Zerbombte Häuser, riesige Schuttberge, aufgebrochenes Straßenpflaster – die Potsdamer Straße im Jahre 1945. Festgehalten ist dieses „Bild der Zerstörung“ auf einem 70 Quadratmeter großen Mauerbild am Bunker in der Pallasstraße. Auf Initiative der Alternativen Liste und verschiedenen Schöneberger Gruppen ist es 1983 entstanden, unter Federführung des Malers Sigurd Wendland. Jetzt wird es mit großen, soeben angebrachten Werbeflächen verunstaltet – mit Genehmigung des CDU- Baustadtrats.

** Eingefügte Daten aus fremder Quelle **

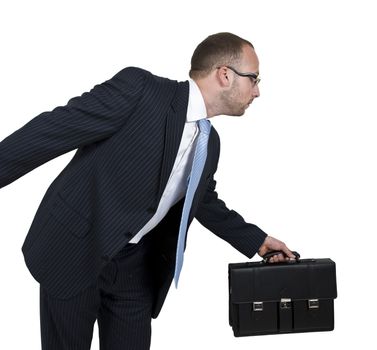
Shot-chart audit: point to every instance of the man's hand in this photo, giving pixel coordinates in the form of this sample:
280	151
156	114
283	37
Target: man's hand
270	244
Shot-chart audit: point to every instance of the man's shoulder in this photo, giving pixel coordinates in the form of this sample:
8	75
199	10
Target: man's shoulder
136	73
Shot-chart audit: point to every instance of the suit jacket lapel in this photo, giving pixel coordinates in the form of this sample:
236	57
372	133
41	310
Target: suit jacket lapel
175	122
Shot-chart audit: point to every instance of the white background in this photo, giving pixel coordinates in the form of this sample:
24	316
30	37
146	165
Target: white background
300	164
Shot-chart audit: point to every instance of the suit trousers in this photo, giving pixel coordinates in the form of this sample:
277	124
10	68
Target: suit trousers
121	301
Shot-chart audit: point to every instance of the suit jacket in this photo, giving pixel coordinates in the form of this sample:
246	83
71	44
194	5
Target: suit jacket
127	131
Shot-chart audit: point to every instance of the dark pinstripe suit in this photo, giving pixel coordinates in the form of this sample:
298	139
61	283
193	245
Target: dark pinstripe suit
127	131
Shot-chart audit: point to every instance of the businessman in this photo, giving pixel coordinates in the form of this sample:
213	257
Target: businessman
109	234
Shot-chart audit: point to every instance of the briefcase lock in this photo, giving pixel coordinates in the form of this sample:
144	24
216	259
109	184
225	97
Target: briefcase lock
257	306
285	303
313	304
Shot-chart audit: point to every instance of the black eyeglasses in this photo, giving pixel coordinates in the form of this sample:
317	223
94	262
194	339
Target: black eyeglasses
253	76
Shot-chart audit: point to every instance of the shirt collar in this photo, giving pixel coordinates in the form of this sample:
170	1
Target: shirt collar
196	108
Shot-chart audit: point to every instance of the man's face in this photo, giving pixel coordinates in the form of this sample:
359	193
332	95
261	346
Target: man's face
242	91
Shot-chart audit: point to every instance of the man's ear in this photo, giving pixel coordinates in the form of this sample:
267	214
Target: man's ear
223	76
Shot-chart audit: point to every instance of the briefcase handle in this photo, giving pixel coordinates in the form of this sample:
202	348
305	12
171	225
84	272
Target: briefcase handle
275	252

Der Schöneberger CDU war das Bunkerbild von Anfang an ein Dorn im Auge. Statt „der AL- Kriegsvision“ hätten die Christdemokraten viel lieber ein „lebensbejahendes Coca-Cola-Bild“ auf dem Bunker gesehen. Alle Versuche, das größte politische Wandbild Berlins von der Bildfläche verschwinden zu lassen, scheiterten jedoch. Die CDU rang sich letztendlich zu dem Standpunkt durch: Das Bild habe den Bezirk kein Geld gekostet, so wolle sie auch keines für dessen Beseitigung ausgeben.

Das Bild ist längst zu einem Symbol Schönebergs geworden. Wim Wenders drehte in seinem Schatten den Film „Himmel über Berlin“, Schüler der benachbarten Sophie-Scholl-Schule nutzten es als Vorlage für eigene Wandbilder. Freilich: Der Zahn der Zeit hat nach 13 Jahren seine Spuren hinterlassen. „Es müßte unbedingt restauriert werden“, sagt Künstler Wendland. Die Farben sind verblaßt, die Konturen nicht mehr allzu deutlich. Wer die Restaurierung zahlt? „Gespräche mit dem Bezirksamt haben schon vor längerem stattgefunden.“ Im Moment aber, sagt Maler Sigurd Wendland, sei die drängende Frage eine andere.

Seit Tagen prangen zwei große Werbeschilder unter dem Bunkerbild. Die Telekom wirbt und auch ein Sprudelunternehmen. Für Wendland sind die Werbetafeln eine Ignoranz gegenüber der Kultur. Sie seien fast schon typisch dafür, wie Berlin mit seiner Geschichte umgehe. CDU-Baustadtrat Lawrenz hat seine Zustimmung für das Anbringen der zwei Werbetafeln gegeben. Für eine Stellungnahme war er gestern nicht zu erreichen.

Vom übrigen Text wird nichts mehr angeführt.